But despite all the political debate about the quenelle, it is clear that perceptions of prejudice are on the rise across the continent.

A November poll by the European Union Fundamental Rights Agency (FRA), taken of Jews in eight countries where 90 percent of the region's Jewish people reside, showed that 76 percent believe that anti-Semitism has gotten worse in the past five years. In the countries surveyed – Belgium, France, Germany, Hungary, Italy, Latvia, Sweden, and Britain – it was France that topped the list for respondents' fears of becoming a victim of verbal insult or physical attack, with 70 and 60 percent respectively fearing such attacks. That compares to the eight-country average of 46 percent fearing verbal harassment and 33 percent violence.

And, as reported in a Monitor story last month about racist slurs directed at French Justice Minister Christiane Taubira, a report by the National Consultative Commission of Human Rights (CNCDH) last spring showed that racist, anti-Semitic, and anti-Muslim acts and threats in France grew by 23 percent in 2012.

French philosopher and writer Bernard-Henri Lévy, when asked in an interview with Le Parisien (and republished on the Huffington Post) whether racism and anti-Semitism are on the rise in France, was clear in his answer.

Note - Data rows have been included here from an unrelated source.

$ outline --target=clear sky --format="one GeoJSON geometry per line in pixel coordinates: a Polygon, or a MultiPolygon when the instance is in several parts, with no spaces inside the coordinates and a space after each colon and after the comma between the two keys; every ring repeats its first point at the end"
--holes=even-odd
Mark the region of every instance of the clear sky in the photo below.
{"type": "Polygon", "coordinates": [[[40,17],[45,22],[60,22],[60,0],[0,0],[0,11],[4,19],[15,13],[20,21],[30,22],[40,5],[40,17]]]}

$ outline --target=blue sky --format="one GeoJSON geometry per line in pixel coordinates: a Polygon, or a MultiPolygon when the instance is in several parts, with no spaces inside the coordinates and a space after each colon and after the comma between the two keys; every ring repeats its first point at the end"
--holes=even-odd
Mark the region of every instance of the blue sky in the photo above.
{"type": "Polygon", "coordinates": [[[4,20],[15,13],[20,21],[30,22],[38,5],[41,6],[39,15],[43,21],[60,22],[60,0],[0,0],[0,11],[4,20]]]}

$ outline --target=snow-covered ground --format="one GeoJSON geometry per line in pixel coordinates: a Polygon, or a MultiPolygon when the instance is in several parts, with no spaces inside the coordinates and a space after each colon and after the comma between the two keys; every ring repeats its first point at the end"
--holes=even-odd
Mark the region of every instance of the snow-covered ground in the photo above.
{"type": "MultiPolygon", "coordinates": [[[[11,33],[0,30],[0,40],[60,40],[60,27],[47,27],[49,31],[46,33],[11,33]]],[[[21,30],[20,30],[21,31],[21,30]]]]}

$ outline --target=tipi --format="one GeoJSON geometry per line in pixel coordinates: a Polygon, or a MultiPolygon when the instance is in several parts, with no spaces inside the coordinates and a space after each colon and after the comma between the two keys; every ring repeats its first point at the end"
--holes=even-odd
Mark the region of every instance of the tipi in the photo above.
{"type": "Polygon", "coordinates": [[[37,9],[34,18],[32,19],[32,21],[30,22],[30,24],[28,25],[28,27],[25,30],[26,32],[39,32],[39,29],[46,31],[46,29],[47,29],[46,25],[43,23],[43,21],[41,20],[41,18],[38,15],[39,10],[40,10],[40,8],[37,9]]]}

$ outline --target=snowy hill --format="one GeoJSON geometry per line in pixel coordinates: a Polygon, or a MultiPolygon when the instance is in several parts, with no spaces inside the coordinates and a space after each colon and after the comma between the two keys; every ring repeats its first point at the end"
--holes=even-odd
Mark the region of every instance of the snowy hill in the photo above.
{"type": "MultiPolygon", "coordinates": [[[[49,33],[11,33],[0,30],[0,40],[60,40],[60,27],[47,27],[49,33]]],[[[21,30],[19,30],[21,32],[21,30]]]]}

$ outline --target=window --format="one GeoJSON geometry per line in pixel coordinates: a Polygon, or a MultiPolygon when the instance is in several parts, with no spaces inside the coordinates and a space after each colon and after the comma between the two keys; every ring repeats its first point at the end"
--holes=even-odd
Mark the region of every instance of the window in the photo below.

“With regard to racism, obviously,” he said. “With regard to anti-Semitism, I'm afraid the situation may not be any better, and I'm shocked to hear more and more young Jews wondering if they're still welcome in a country that tolerates Nazi salutes in front of the deportation memorial or the Jewish school in Toulouse, where four children were killed because they were Jewish. We have to stop this spiral of hate.”

Interior Minister Valls has sought to do just that. Dieudonné is not his first target. Over the summer, the government outlawed five extreme right groups for the same declared reasons. “There is no place in our country for hate, xenophobia, anti-Semitism, or anti-Muslim acts,” Valls said last July.

His political opponents cried foul then, and are doing the same today. Jean-Marie Le Pen, who founded the National Front, expressed sympathy for Dieudonné. “The liberties of the French are constantly under attack by this Socialist government,” he said, according to the Financial Times. “We are not allowed to laugh any more.”